An early start in 4WD down into the crater, taking about 30 minutes to drive down the descent road. Elephant, hippo and a pride of lionesses feeding on a buffalo kill within the first hour, the latter ruined by the concentration of vehicles (18, I think!), which eventually spooked the animals. Black rhino, Thompson and Grants gazelle, blue wildebeest, zebra and buffalo. Good birding again, with crowned crane, lesser flamingo on Lake Magadi, great white pelican, black-capped avocet (the RSPB symbol), white heron, blacksmith plover, auger buzzard, ostrich and bright yellow lesser weaver birds to name but a few.

Early morning in the Ngorongoro Crater
Lesser flamingo on Lake Magadi
Lone elephant, Ngorongoro Crater
Harassed lions trying to feed on a kill 
Looking back to Ngorongoro
Three hours later we exited up the very rough exit road, with stops at the Memorial to Professor Bernhard Grzimek and his son Michael, and Hero’s Point, a fine viewpoint at a very narrow section of the crater rim.
Left the Ngorongoro Conservation Area and had a quick lunch at Katuma before heading east on good roads for 3 hours, passing many Masaai communities on the way. Overnight stop at the Snake Park, about 30kms west of Arusha. Quite a noisy camp, busy with overlanders and quite close to a busy road.

Day 9

Visit to Masaai Museum and walked to a nearby village with Masaai guide.
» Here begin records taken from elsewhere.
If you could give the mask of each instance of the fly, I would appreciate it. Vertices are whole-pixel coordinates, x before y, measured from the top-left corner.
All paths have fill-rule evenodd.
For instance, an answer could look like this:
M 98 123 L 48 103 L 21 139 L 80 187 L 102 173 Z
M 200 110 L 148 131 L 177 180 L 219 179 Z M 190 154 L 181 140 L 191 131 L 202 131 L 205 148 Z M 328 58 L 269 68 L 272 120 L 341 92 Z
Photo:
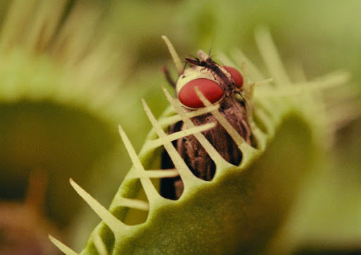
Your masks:
M 176 95 L 188 111 L 204 107 L 197 95 L 195 88 L 200 91 L 212 104 L 220 104 L 219 111 L 235 130 L 250 144 L 251 132 L 247 121 L 250 111 L 247 106 L 243 88 L 243 77 L 235 68 L 220 66 L 202 51 L 198 51 L 198 58 L 185 58 L 189 66 L 185 68 L 174 82 L 165 70 L 166 77 L 176 87 Z M 227 161 L 239 165 L 242 153 L 226 130 L 210 113 L 191 118 L 196 125 L 216 123 L 216 126 L 202 134 Z M 169 128 L 171 134 L 185 129 L 182 121 Z M 211 180 L 214 175 L 216 166 L 204 149 L 193 135 L 182 137 L 173 142 L 177 151 L 185 163 L 199 178 Z M 161 158 L 161 168 L 173 168 L 174 166 L 166 151 Z M 183 190 L 179 177 L 161 180 L 161 194 L 170 199 L 178 199 Z

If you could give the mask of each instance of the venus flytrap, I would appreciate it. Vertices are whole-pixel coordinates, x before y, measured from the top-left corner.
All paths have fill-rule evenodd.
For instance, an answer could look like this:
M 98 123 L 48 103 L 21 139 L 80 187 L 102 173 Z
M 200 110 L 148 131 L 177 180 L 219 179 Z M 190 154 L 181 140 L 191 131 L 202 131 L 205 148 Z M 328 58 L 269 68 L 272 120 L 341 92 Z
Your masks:
M 291 206 L 302 177 L 312 165 L 314 152 L 322 145 L 317 143 L 325 142 L 322 130 L 329 123 L 322 118 L 325 113 L 318 96 L 324 89 L 332 89 L 334 85 L 343 86 L 348 75 L 341 73 L 319 81 L 303 82 L 300 87 L 286 74 L 268 32 L 259 30 L 256 38 L 274 80 L 270 82 L 254 65 L 245 61 L 245 66 L 250 67 L 245 84 L 250 92 L 255 90 L 247 98 L 252 109 L 248 119 L 252 142 L 245 142 L 220 114 L 219 104 L 212 105 L 197 87 L 195 93 L 205 107 L 194 111 L 185 111 L 180 101 L 164 89 L 171 106 L 159 120 L 143 100 L 153 129 L 137 155 L 119 126 L 133 166 L 109 209 L 71 180 L 76 192 L 102 220 L 81 254 L 264 251 Z M 181 73 L 179 57 L 169 40 L 164 39 Z M 243 54 L 237 52 L 235 61 L 242 63 L 239 56 Z M 243 75 L 245 77 L 244 69 Z M 253 79 L 256 83 L 250 82 Z M 267 82 L 257 85 L 257 80 Z M 190 119 L 205 113 L 212 114 L 237 144 L 242 153 L 238 166 L 226 161 L 203 135 L 214 128 L 215 123 L 195 126 Z M 185 123 L 185 129 L 166 133 L 168 126 L 180 120 Z M 190 135 L 214 162 L 216 173 L 210 181 L 195 176 L 172 144 Z M 153 168 L 161 147 L 168 152 L 175 169 Z M 177 200 L 162 197 L 152 179 L 177 175 L 184 185 L 181 196 Z M 140 200 L 137 195 L 142 189 L 146 197 Z M 131 208 L 148 210 L 147 218 L 137 225 L 127 224 Z M 76 254 L 54 237 L 51 240 L 64 253 Z

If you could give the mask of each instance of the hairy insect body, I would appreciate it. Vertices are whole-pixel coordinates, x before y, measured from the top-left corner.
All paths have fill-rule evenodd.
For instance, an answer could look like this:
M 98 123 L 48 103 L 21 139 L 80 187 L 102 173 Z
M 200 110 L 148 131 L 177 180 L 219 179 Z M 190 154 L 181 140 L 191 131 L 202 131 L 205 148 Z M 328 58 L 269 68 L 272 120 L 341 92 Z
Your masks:
M 200 60 L 186 58 L 186 61 L 194 66 L 185 69 L 177 80 L 176 89 L 180 103 L 188 111 L 204 106 L 195 92 L 197 86 L 211 103 L 220 104 L 220 113 L 250 144 L 251 132 L 247 122 L 248 110 L 244 99 L 242 76 L 235 68 L 219 66 L 203 51 L 200 51 L 198 54 Z M 241 151 L 212 113 L 194 117 L 192 121 L 196 125 L 216 123 L 214 128 L 202 134 L 225 160 L 239 165 L 242 159 Z M 180 121 L 170 126 L 168 132 L 173 133 L 184 128 L 184 123 Z M 193 135 L 178 139 L 173 144 L 195 176 L 205 180 L 212 179 L 216 170 L 214 162 Z M 162 156 L 161 168 L 174 168 L 166 151 Z M 183 189 L 180 178 L 164 178 L 161 181 L 161 194 L 166 198 L 179 198 Z

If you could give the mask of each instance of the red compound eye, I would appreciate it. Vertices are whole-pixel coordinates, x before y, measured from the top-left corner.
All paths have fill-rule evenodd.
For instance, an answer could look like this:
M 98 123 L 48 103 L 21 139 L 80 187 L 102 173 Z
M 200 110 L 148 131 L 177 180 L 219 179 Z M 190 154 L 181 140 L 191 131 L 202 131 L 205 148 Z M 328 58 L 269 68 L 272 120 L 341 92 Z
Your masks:
M 198 87 L 201 92 L 211 103 L 215 103 L 223 97 L 224 92 L 221 86 L 216 82 L 204 78 L 192 80 L 187 82 L 178 93 L 180 103 L 190 108 L 200 108 L 204 106 L 195 91 Z
M 237 87 L 241 87 L 243 85 L 243 77 L 242 77 L 240 72 L 238 72 L 238 70 L 235 68 L 232 68 L 231 66 L 224 66 L 223 68 L 231 74 L 231 76 L 233 78 Z

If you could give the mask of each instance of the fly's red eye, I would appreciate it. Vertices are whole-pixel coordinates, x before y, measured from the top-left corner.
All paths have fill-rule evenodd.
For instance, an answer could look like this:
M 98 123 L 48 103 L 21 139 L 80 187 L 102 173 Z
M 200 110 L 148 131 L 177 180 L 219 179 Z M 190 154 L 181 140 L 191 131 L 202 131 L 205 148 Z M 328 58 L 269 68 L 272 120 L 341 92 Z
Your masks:
M 231 74 L 231 76 L 232 76 L 232 78 L 233 78 L 237 87 L 241 87 L 243 85 L 243 77 L 242 77 L 242 75 L 240 73 L 240 72 L 238 72 L 238 70 L 235 68 L 232 68 L 231 66 L 224 66 L 223 68 Z
M 212 80 L 204 78 L 192 80 L 182 87 L 178 95 L 179 101 L 184 106 L 190 108 L 204 106 L 195 93 L 195 87 L 198 87 L 201 92 L 212 104 L 221 99 L 224 94 L 221 86 Z

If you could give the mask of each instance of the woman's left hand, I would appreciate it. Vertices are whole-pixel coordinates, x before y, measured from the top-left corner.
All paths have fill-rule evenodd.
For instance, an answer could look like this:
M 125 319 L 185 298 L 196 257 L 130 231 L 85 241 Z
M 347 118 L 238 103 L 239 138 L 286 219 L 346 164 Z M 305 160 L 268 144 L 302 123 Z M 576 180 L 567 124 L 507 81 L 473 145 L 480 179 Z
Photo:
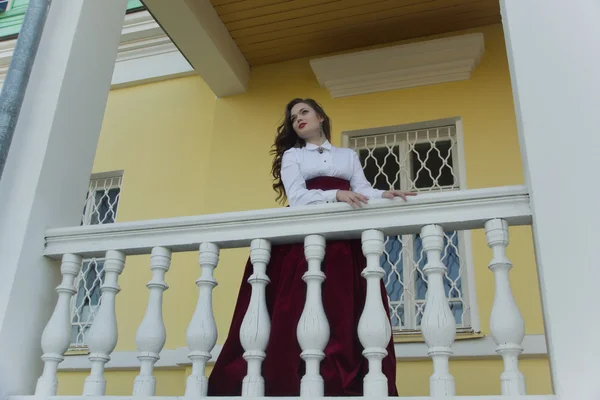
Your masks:
M 406 196 L 416 196 L 415 192 L 403 192 L 401 190 L 387 190 L 381 195 L 384 199 L 393 199 L 394 197 L 400 197 L 406 200 Z

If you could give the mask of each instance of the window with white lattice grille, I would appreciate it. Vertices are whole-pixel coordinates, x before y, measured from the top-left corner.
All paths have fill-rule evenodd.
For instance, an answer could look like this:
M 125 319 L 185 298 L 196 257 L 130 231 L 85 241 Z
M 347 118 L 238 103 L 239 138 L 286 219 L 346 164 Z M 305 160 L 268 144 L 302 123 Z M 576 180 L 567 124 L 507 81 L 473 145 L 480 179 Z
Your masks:
M 95 174 L 90 180 L 81 218 L 82 225 L 111 224 L 116 221 L 122 172 Z M 86 346 L 85 334 L 92 326 L 100 305 L 100 286 L 104 280 L 104 259 L 83 260 L 72 300 L 71 348 Z
M 458 128 L 457 128 L 458 127 Z M 344 145 L 354 149 L 365 176 L 382 190 L 441 192 L 464 188 L 464 159 L 459 140 L 460 120 L 443 120 L 399 127 L 345 132 Z M 470 233 L 445 232 L 443 262 L 446 295 L 462 331 L 479 330 L 472 302 Z M 420 331 L 426 307 L 427 263 L 419 235 L 388 236 L 381 266 L 396 334 Z

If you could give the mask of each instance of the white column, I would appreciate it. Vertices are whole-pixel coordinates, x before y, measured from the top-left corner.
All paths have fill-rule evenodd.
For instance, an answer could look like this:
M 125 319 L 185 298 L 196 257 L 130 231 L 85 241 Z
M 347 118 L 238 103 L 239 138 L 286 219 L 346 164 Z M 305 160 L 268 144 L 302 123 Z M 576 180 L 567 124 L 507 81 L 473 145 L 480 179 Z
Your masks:
M 456 321 L 444 289 L 444 230 L 439 225 L 424 226 L 421 229 L 421 242 L 423 251 L 427 254 L 427 265 L 423 268 L 427 276 L 427 295 L 421 330 L 433 360 L 429 390 L 432 397 L 454 396 L 456 388 L 448 359 L 452 355 L 452 343 L 456 338 Z
M 269 344 L 271 318 L 267 310 L 265 288 L 270 280 L 267 276 L 267 264 L 271 258 L 271 243 L 264 239 L 255 239 L 250 244 L 250 260 L 254 273 L 248 278 L 252 285 L 250 304 L 240 328 L 240 342 L 244 348 L 244 359 L 248 364 L 248 373 L 242 382 L 242 396 L 262 397 L 265 395 L 265 380 L 262 377 L 262 362 Z
M 0 180 L 0 398 L 32 394 L 42 370 L 60 283 L 42 257 L 44 231 L 81 221 L 126 3 L 50 6 Z
M 388 382 L 382 371 L 382 360 L 387 356 L 387 346 L 392 338 L 388 310 L 381 299 L 381 279 L 385 271 L 379 265 L 383 254 L 383 232 L 368 230 L 362 233 L 362 250 L 367 266 L 361 273 L 367 280 L 367 298 L 358 321 L 358 339 L 365 348 L 363 355 L 369 360 L 369 372 L 363 381 L 365 397 L 387 397 Z
M 502 0 L 554 391 L 600 398 L 598 0 Z
M 154 364 L 160 359 L 160 352 L 167 340 L 167 331 L 162 317 L 162 300 L 164 291 L 169 288 L 165 282 L 165 274 L 170 266 L 171 250 L 164 247 L 153 248 L 150 255 L 152 279 L 146 285 L 150 290 L 148 306 L 135 337 L 141 366 L 140 373 L 133 383 L 134 396 L 156 394 L 156 378 L 152 371 Z
M 219 264 L 219 246 L 214 243 L 202 243 L 199 256 L 202 274 L 196 281 L 200 294 L 190 325 L 187 329 L 187 343 L 192 360 L 192 373 L 185 384 L 186 397 L 206 397 L 208 379 L 206 379 L 206 363 L 210 360 L 213 347 L 217 343 L 217 324 L 212 307 L 212 291 L 217 286 L 213 276 Z
M 63 256 L 60 265 L 63 280 L 56 288 L 58 302 L 42 334 L 44 372 L 38 379 L 36 396 L 56 396 L 58 364 L 64 360 L 63 355 L 71 344 L 71 298 L 77 293 L 74 282 L 81 271 L 82 262 L 83 259 L 75 254 Z
M 119 331 L 115 313 L 115 300 L 121 291 L 118 284 L 119 275 L 125 267 L 125 254 L 120 251 L 107 251 L 104 261 L 104 283 L 100 287 L 102 298 L 98 313 L 94 317 L 92 327 L 87 335 L 90 349 L 89 359 L 92 370 L 83 384 L 84 396 L 104 396 L 106 379 L 104 367 L 110 360 L 110 354 L 117 346 Z
M 492 249 L 493 258 L 489 268 L 494 273 L 494 305 L 490 316 L 490 332 L 496 342 L 496 352 L 504 360 L 504 372 L 500 376 L 502 394 L 517 396 L 525 394 L 525 377 L 519 371 L 521 343 L 525 337 L 525 322 L 510 289 L 508 271 L 512 263 L 506 257 L 508 246 L 508 223 L 493 219 L 485 223 L 485 236 Z
M 308 271 L 302 276 L 306 282 L 306 302 L 296 331 L 302 349 L 300 357 L 306 363 L 306 373 L 300 382 L 300 396 L 314 398 L 323 397 L 325 393 L 320 365 L 325 358 L 323 350 L 329 342 L 329 323 L 321 296 L 321 284 L 325 281 L 325 274 L 321 271 L 325 238 L 320 235 L 307 236 L 304 239 L 304 254 L 308 262 Z

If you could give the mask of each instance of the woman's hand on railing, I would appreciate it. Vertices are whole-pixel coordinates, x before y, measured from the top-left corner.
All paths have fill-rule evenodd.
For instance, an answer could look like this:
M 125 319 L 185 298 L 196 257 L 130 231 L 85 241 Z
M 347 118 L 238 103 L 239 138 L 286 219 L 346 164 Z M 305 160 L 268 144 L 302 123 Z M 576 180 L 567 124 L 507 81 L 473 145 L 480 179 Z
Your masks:
M 415 192 L 403 192 L 401 190 L 387 190 L 382 193 L 381 197 L 384 199 L 393 199 L 394 197 L 401 197 L 402 200 L 406 200 L 406 196 L 416 196 Z
M 352 208 L 360 208 L 363 203 L 367 204 L 369 199 L 360 193 L 351 192 L 350 190 L 338 190 L 335 199 L 340 202 L 348 203 Z

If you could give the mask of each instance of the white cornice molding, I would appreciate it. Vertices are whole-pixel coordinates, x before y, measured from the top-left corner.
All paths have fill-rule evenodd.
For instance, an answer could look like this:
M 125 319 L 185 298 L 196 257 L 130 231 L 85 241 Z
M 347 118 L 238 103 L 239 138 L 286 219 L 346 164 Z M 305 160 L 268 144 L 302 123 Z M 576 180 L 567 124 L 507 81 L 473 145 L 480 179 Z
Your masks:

Well done overall, and gave a fairly good rendition of Masaai life. 

Masaai village
Masaai warriors 

Ozzie tourist with inquisitive village kids!
Rain started at lunchtime, affecting the drive to Arusha and compromising views of Mount Meru to the north. Internet stop in Arusha (many quite pushy hawkers on the streets here), before a short drive to Kilimanjaro International Airport for the flight back to London via Amsterdam. This plane went via Dar-es- Salaam, so this added about two hours to journey time. Uneventful trip back, arriving early the following morning in time for work!